I miss the Hachette Books warehouse sale. I don't think there wasn't a single year we didn't end up with at least a full box of books, sometimes two or three. They had pallets upon pallets of books, all for $1 (each book, not each pallet!).

Replies:   Capt. Zapp
Capt. Zapp

@StarFleet Carl

They had pallets upon pallets of books, all for $1 (each book, not each pallet!).


That reminds me of an incident that happened to a friend. He went to a public auction where the city was selling off just about everything from a move to a new building. There were pallets of office equipment, filing cabinets, copiers, computers, etc. My friend decided he wanted one of the pallets of computers and placed a bid of $25 to open. Nobody bid against him. Imagine his surprise to find he had not only got the computers, but 1 pallet of copiers, 1 of printers and 1 of monitors as well. Not bad for $25, but boy was his wife pissed!

Replies:   StarFleet Carl
StarFleet Carl

@Capt. Zapp

the computers, but 1 pallet of copiers, 1 of printers and 1 of monitors as well


That's when you get to have one HELL of a garage sale, or a great trip to a flea market.

I ended up doing something like that once. An entire shopping mall was closed, and they were auctioning everything left in it. There was a small stack (about 10) of 4' glass shelves in front of a clothing store and my wife wanted them so we could put up some display shelving at home. I won with a $20 bid. Turned out it was also all the glass shelving still IN the clothing store, too. Nobody wanted them because they were 25 pounds per shelf - it was 1/2" tempered glass.

342 of them.

Took me four trips and all day with my truck fully loaded weight wise each trip to get them home and unloaded. So two tanks of gas ($60) and 4 stitches ($100). The next Sunday we went to the local flea market at the 4H fairgrounds with half a dozen sheets and stuck a $10 per sheet price tag on them, with the note that more was available.

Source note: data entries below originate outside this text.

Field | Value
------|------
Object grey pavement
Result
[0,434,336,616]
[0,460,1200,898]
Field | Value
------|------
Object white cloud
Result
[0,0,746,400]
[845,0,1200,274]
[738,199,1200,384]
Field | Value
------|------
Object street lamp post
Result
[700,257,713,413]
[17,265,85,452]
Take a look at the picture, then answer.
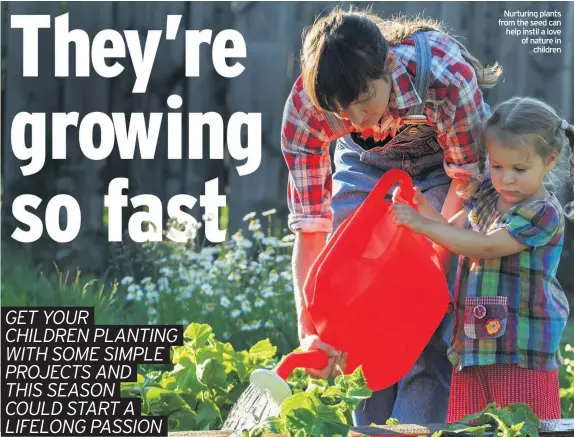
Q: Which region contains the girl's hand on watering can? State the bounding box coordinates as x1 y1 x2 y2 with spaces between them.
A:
393 187 428 209
301 334 347 379
391 203 427 232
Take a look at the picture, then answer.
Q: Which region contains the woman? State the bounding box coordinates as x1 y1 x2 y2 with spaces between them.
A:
282 5 502 425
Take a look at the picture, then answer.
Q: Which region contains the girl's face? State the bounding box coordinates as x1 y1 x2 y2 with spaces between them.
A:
486 139 558 204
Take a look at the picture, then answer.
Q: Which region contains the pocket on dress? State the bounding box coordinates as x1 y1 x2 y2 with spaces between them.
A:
464 296 508 339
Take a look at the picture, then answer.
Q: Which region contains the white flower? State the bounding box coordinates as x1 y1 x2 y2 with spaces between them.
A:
122 276 134 285
227 272 241 281
157 277 169 291
237 239 253 249
269 270 279 285
159 267 171 278
259 252 273 262
248 220 261 232
201 284 213 296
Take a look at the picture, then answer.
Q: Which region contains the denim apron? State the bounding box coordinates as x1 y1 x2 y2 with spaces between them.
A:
332 32 456 426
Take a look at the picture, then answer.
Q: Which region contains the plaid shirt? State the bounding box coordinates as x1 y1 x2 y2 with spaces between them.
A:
281 32 487 232
449 180 569 370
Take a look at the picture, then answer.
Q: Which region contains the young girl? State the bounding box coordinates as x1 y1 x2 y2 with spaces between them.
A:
393 97 574 423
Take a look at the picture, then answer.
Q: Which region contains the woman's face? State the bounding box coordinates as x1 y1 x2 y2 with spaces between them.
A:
337 50 395 130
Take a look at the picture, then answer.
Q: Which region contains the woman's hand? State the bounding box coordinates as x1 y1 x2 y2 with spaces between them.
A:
391 203 428 233
301 334 347 379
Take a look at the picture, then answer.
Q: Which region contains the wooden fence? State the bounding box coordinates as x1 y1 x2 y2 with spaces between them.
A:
2 1 574 288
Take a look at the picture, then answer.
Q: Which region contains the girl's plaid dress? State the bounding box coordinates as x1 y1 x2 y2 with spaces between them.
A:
447 175 569 422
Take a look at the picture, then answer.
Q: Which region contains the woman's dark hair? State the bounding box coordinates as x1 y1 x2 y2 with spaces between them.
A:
301 8 502 112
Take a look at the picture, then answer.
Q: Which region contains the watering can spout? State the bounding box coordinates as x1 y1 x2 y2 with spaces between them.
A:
249 350 329 405
275 350 329 381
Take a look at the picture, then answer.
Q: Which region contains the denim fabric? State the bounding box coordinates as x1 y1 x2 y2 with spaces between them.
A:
333 132 456 426
332 34 457 426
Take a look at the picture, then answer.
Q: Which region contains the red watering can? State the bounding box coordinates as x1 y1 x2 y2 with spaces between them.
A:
252 170 451 391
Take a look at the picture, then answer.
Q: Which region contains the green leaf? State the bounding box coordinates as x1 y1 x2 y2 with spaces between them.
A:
440 423 490 437
264 417 287 435
169 408 197 432
146 387 187 415
280 392 323 419
170 359 206 394
196 401 222 431
249 338 277 360
196 358 227 390
183 323 213 349
285 408 351 436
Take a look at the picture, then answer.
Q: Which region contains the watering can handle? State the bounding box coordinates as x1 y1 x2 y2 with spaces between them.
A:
377 168 418 209
275 350 329 381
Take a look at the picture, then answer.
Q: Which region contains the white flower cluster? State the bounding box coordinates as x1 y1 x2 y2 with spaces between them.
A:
121 210 297 346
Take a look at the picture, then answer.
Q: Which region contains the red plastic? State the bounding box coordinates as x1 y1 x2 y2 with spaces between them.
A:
298 170 451 390
275 350 329 381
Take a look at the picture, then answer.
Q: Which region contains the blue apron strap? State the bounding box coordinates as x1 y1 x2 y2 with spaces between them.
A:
405 32 432 121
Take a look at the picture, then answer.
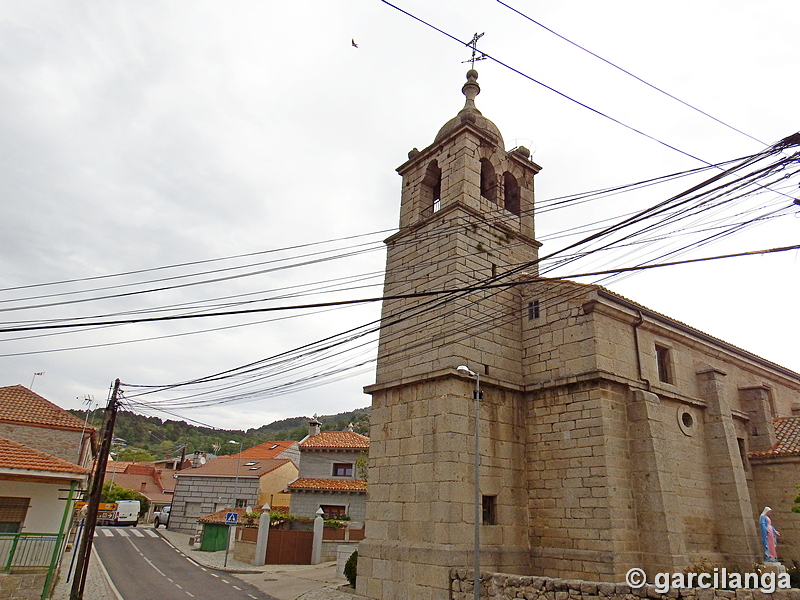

Lady was there from out of state that had just sold some animals at the 4H sheep auction. She owned several beauty salons in another state and had been pricing glass shelves. Back then, a single heavy duty shelf like these was about $120 EACH. She grabbed her husband, followed us back to our house with their trailer, and gave me $3,000 for 300 of them without even a quibble.

Replies:   JohnBobMead
JohnBobMead

@StarFleet Carl

Now that turned out to be an incredibly good investment!

And an excellent deal for everyone concerned, potentially even the auctioneer at the shopping mall; paying to have them hauled away would have cost far more than what you bid, so even though it wasn't much, it was still a win for them.